Si au moins il y avait une vrai reconnaissance, de la part de l'institution, une gratitude à la hauteur de l'investissement et du service rendu, or ce n'est pas le cas, c'est même l'organisation de la mésestimation, dans le domaine de la santé en particulier, ce secteur là, on le sait, on en a la démontration souvent, et on a beau souhaiter de tout cœur et même par raison que soit revalorisé, et grandement, celles et ceux qui servent et se donnent, que l'on reste dubitatif face à la démonstration de l'indifférence étatique qui reste de marbre.

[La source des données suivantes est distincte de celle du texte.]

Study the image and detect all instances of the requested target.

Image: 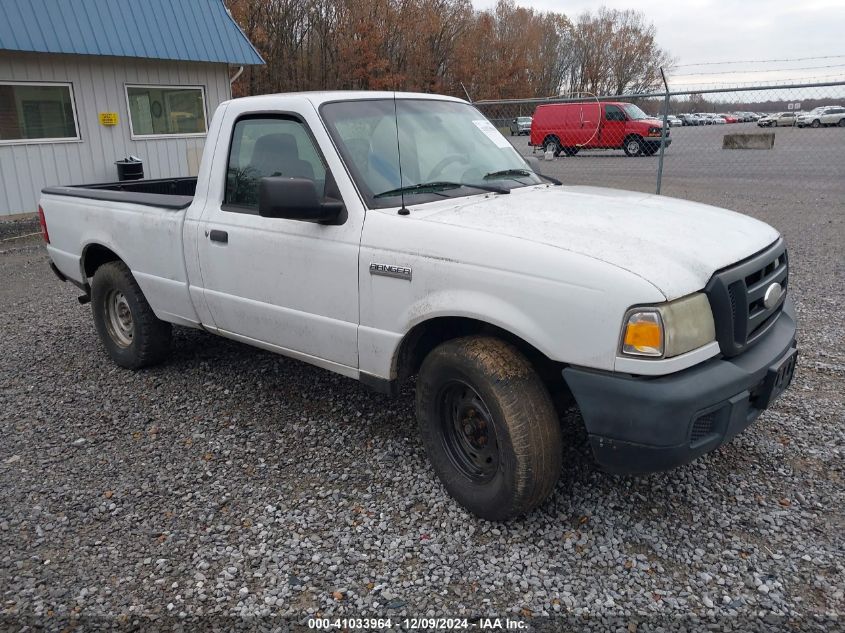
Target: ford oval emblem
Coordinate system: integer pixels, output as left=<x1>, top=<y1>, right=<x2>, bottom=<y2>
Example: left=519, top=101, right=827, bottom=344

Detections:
left=763, top=282, right=783, bottom=310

Et puis il y a ces "autres", beaucoup moins connus, parce que n'entrant en contact qu'avec une catégorie particulière de la population, leur attribut c'est l'environnement, cela peut prendre plusieurs aspects. Si pour la plupart de nos contemporains, s'occuper de la terre et de ce qui la concerne est moins important que de s'occuper des humains et de ce qui les préoccupent en premier lieu, ce ne devrait pas être aussi tranché, c'est un postulat qui perd de sa pertinence qu'en on est conscient que tout est lié, que l'humain fait partie de ce tout qui incorpore la terre et l'homme, et que par conséquent tout ce qui touche à la terre touche l'humain, tout ce qui porte atteinte à la terre, donc à notre environnement, nous porte atteinte.

Cette terre, il faut donc la défendre, la protéger, et cela entraîne parfois aussi la nécessité de réprimander et obliger à changer de comportement celles et ceux qui contreviennent à ses équilibres, à son intégrité, pour cela des règles très imparfaites et évolutives sont instaurées, et des agents sont là pour en faire appliquer les termes. Fonction souvent mal perçu, enfin surtout par les contrevenants, celles et ceux qui voudraient pouvoir ne faire que ce qui les arrange, n'agir qu'à leur guise et dans leur seul et propre intérêt.

A l'heure où l'on commence à comprendre enfin sur un plan un peu plus collectif l'importance majeure qu'il y a à sauvegarder la terre, où l'écologie au sens très large du terme devient une notion certes encore mal comprise et déconsidérée, mais grandissante et se répandant je l'espère irrémédiablement, ceux qui nous gouvernent restent sourds et inconscients, incapables de mesurer l'urgence qu'il y a à sauvegarder l'état de la terre, et a y mettre les moyens, car ils manquent cruellement.

Un de ces états d'urgence, dont l'urgence n'est pas comprise par l’État, et qui me mène à m'assigner à résistance, contre les fausses priorités.

Conseiller, surveiller, contrôler, obliger à se conformer parfois, protection de l'environnement, les hommes manquent autant que les moyens.